Empero, en el cargo, nada se dice en concreto al respecto, por el contrario, se acepta que el problema de la desvalorización no es del agua, sino del suministro autónomo y suficiente, que es algo distinto.
3.3.- En ese punto, precisamente, el Tribunal señaló, a partir de las licencias de concesión de aguas, que si bien el suministro del recurso en la zona había aumentado de 27 a 37 litros por segundo, pero disminuido a los demandantes, esto había ocurrido por causas no imputables a la convocada, como el aumento de usuarios, que no por la desaparición y el traslado del yacimiento, ni por la reducción del caudal del arrollo.
Sin embargo, en la acusación no se combaten las razones torales que el Tribunal asoció con el problema del suministro autónomo y suficiente de las aguas, al extremo que ni siquiera un comentario se hace sobre el particular.
3.4.- Tocante con la pureza del recurso, se recuerda que el Tribunal basó su decisión en la ausencia y precariedad de pruebas acerca de la calidad de líquido, antes y después de los hechos que se imputan, en la perspectiva que fuera potable.

Luego, si el elemento de potabilidad no fue una limitante alegada en la demanda o si existía prueba fehaciente que indicara que el agua que en otrora se recibía reunía esa característica y la actual no, el embate debió enderezarse, como correspondía, en ese sentido, pero esto fue omitido.

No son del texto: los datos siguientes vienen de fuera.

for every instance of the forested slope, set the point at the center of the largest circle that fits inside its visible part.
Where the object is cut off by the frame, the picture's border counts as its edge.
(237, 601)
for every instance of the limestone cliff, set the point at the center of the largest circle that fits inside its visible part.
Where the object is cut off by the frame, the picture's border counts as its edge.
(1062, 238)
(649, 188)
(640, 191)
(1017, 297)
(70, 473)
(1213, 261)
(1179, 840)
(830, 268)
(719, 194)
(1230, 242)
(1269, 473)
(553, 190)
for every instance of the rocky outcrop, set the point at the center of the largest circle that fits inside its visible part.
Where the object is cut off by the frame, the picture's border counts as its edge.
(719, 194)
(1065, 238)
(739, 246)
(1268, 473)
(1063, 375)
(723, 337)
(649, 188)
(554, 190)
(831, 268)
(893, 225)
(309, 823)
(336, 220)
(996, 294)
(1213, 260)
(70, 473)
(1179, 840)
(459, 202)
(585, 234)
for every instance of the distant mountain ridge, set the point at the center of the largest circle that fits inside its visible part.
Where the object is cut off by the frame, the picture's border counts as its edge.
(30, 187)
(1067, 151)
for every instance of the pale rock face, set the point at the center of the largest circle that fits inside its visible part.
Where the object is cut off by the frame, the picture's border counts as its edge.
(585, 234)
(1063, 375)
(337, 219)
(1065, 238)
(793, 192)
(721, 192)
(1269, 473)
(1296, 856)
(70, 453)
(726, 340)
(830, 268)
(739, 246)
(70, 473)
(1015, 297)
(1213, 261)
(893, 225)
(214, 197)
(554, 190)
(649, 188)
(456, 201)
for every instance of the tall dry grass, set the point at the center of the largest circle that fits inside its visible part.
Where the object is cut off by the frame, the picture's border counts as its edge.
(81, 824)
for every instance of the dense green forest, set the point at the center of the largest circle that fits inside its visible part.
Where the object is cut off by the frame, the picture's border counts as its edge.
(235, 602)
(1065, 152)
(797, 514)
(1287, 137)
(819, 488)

4.- En consecuencia, los defectos formales que han quedado resaltados, son suficientes para relevar el estudio de fondo del cargo, razón por la cual no es dable admitirlo.
DECISIÓN
En mérito de lo expuesto, la Corte Suprema de Justicia, Sala de Casación Civil, declara inadmisible la demanda y desierto el recurso de casación de los demandantes, interpuesto contra la sentencia de 17 de junio de 2010, proferida por el Tribunal Superior del Distrito Judicial de Medellín, Sala Civil, en el proceso ordinario de LUCÍA PÁRDO DE DE URIBE, JUAN JOSÉ, ALBERTO y JORGE URIBE PARDO contra la sociedad CANTERAS DE COLOMBIA S.A., y consecuentemente ordena remitir el expediente a la oficina de origen para lo pertinente.
NOTIFÍQUESE Y CÚMPLASE

RUTH MARINA DÍAZ RUEDA


JAIME ALBERTO ARRUBLA PAUCAR


PEDRO OCTAVIO MUNAR CADENA

WILLIAM NAMÉN VARGAS

ARTURO SOLARTE RODRÍGUEZ



EDGARDO VILLAMIL PORTILLA

1 Auto 034 de 12 de marzo de 2008, expedi3.1.- ente 00271, reiterando doctrina anterior.